Ese fin de semana era el cumpleaños de su nueva pareja,
Sara. La sorprendería con una fantástica cena en su casa. Luego, en los postres,
le pediría matrimonio. Sería una velada perfecta.
Sin embargo, era consciente de que tenía que cerrar, para
siempre, aquella puerta. Dejar de pensar en ella, dejar de recordarla…. Era necesario.
Cuando Laura recobró la conciencia lo hizo a causa de un
dolor punzante en su cabeza que la estaba martirizando. Intentó moverse. No
pudo. Estaba atada de pies y manos a una silla. Miró a su alrededor presa del
pánico. No podía gritar. Se lo impedía la mordaza que tenía en la boca. Estaba
en un sótano en penumbra. Alumbrado tan solo por una única bombilla que
arrojaba sobre ella una luz mortecina. Escuchó una voz. La reconoció. Era la de
él….
Empezó a removerse en la silla intentando que las cuerdas
con las que estaba atada se aflojaran. Pero lo único que consiguió fue que se
le clavaran más en la carne, causándole un dolor insoportable.

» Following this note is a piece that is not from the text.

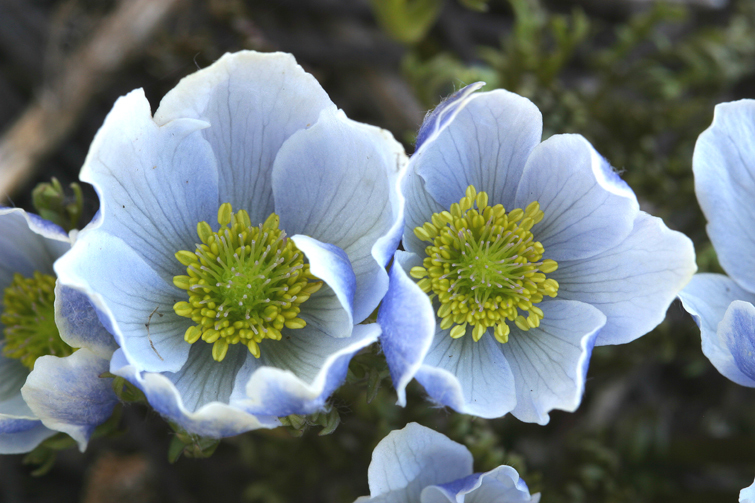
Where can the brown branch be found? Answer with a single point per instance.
(59, 105)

Lo último que recordaba es estar en el coche de Ángel, su
pareja, rumbo a la costa donde habían reservado una habitación en un hotel a
pie de playa. La idea era pasar juntos un agradable fin de semana. Unas
imágenes fugaces cruzaron por su cabeza. Ángel gritando. ¡Los frenos no funcionaban!

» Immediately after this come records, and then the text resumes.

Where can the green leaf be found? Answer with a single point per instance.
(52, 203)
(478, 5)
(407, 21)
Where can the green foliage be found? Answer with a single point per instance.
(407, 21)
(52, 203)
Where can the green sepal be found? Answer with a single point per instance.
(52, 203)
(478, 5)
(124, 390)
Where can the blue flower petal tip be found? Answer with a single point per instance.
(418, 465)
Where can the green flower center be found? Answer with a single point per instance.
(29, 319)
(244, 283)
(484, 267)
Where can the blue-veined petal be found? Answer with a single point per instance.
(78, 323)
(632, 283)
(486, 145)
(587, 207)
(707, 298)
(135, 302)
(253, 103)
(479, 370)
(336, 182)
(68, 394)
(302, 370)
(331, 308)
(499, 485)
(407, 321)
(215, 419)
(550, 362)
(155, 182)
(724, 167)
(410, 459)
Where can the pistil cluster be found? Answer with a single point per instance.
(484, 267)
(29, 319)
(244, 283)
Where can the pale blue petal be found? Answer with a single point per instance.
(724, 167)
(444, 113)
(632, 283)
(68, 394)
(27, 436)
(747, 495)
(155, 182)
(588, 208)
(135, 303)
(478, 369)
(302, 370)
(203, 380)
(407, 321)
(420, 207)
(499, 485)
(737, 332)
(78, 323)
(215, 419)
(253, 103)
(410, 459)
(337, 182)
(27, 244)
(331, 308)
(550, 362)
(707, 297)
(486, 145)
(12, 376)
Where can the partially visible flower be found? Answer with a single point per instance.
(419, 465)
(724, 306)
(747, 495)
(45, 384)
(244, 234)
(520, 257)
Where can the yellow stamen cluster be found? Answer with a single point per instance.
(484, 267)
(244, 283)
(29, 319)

El coche salió de la carretera…. Luego…
El hombre se situó frente a ella. Sonreía. Ella lo miró
directamente a los ojos, desafiándolo.
- ¡Oh, mi querida Laura! ¡cuánto me alegro de verte! No
tienes muy buen aspecto, querida –soltó una sonora carcajada que logró ponerle
los pelos de punta a Laura- pero bueno, es normal dadas las circunstancias –continuó
el hombre- Te preguntarás que haces aquí. Estás en todo tu derecho de hacerlo.
Mientras hablaba caminaba en círculos alrededor de ella. Blandía
un cuchillo de grandes dimensiones, que movía de un lado a otro al tiempo que
gesticulaba.
-Tu novio está muerto, hundido en el fondo del mar dentro
del coche. Y tú estás aquí –volvió a reírse.

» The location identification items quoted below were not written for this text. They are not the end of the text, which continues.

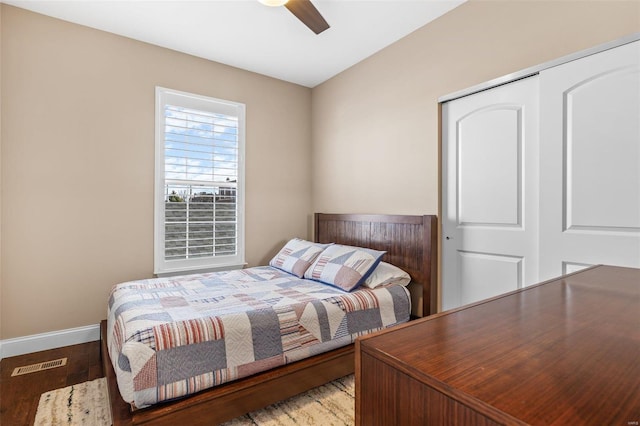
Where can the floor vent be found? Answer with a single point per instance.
(39, 367)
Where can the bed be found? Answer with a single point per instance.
(408, 243)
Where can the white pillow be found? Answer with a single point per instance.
(385, 273)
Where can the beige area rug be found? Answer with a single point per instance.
(87, 404)
(82, 404)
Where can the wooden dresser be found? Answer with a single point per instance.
(565, 351)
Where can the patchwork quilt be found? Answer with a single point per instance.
(171, 337)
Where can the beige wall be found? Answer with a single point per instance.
(78, 164)
(375, 126)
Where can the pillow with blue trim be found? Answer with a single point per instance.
(345, 267)
(296, 256)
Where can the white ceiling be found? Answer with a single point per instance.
(254, 37)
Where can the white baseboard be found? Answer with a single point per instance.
(51, 340)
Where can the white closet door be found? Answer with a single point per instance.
(590, 162)
(490, 158)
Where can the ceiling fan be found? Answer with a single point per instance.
(304, 10)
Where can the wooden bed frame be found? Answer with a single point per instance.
(410, 243)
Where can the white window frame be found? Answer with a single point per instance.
(163, 267)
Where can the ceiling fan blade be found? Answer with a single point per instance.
(306, 12)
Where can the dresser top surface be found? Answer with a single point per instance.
(566, 350)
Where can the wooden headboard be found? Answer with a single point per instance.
(410, 243)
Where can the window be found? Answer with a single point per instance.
(199, 195)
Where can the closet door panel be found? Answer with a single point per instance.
(490, 157)
(590, 162)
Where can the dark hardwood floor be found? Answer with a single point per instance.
(19, 395)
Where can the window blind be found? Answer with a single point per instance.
(201, 165)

¡Cómo odiaba aquella risa!
-No te costó pasar página por lo que veo. Pero bueno
teniendo en cuenta que empezaste a salir conmigo por una apuesta…. que al final
ganaste, porque yo me enamoré perdidamente de ti, a pesar de tus desaires y de
no hacer más que poner trabas para no continuar algo que estaba empezando y que
podría a ver sido muy bonito.
Laura se revolvió en la silla. Desesperada. Aterrada.
Lágrimas de terror y angustia resbalaban por sus mejillas. Sabía que aquello
era el final, su final.
-Yo también ha comenzado una relación. Se llama Sara. Es
muy guapa, casi tanto como tú. Y por eso tengo que cerrar el capítulo de mi
vida donde apareces tú y comenzar a escribir otro donde sólo aparezca ella. Si
te sirve de consuelo vivirás en mí y en ella, para siempre. Serás la invitada
especial en la cena.
Hizo una pequeña pausa. La sujetó por los hombres. Se
inclinó ligeramente. Acercó sus labios a su oído y le susurró:
-Quizá el amor que me quede por dar son los restos que tú
me dejaste.
El sábado de noche cuando Sara acudió a la cita, se encontró con una mesa preparada con exquisitez. No faltaba
detalle. Cubiertos de plata, velas, rosas rojas (sus preferidas). El mejor
vino, música de fondo. Una luz tenue… la mejor compañía…
Y el plato principal estofado de carne en vino tinto de Borgoña, ajo, cebolla, hierbas y setas, cocinado a fuego lento durante horas.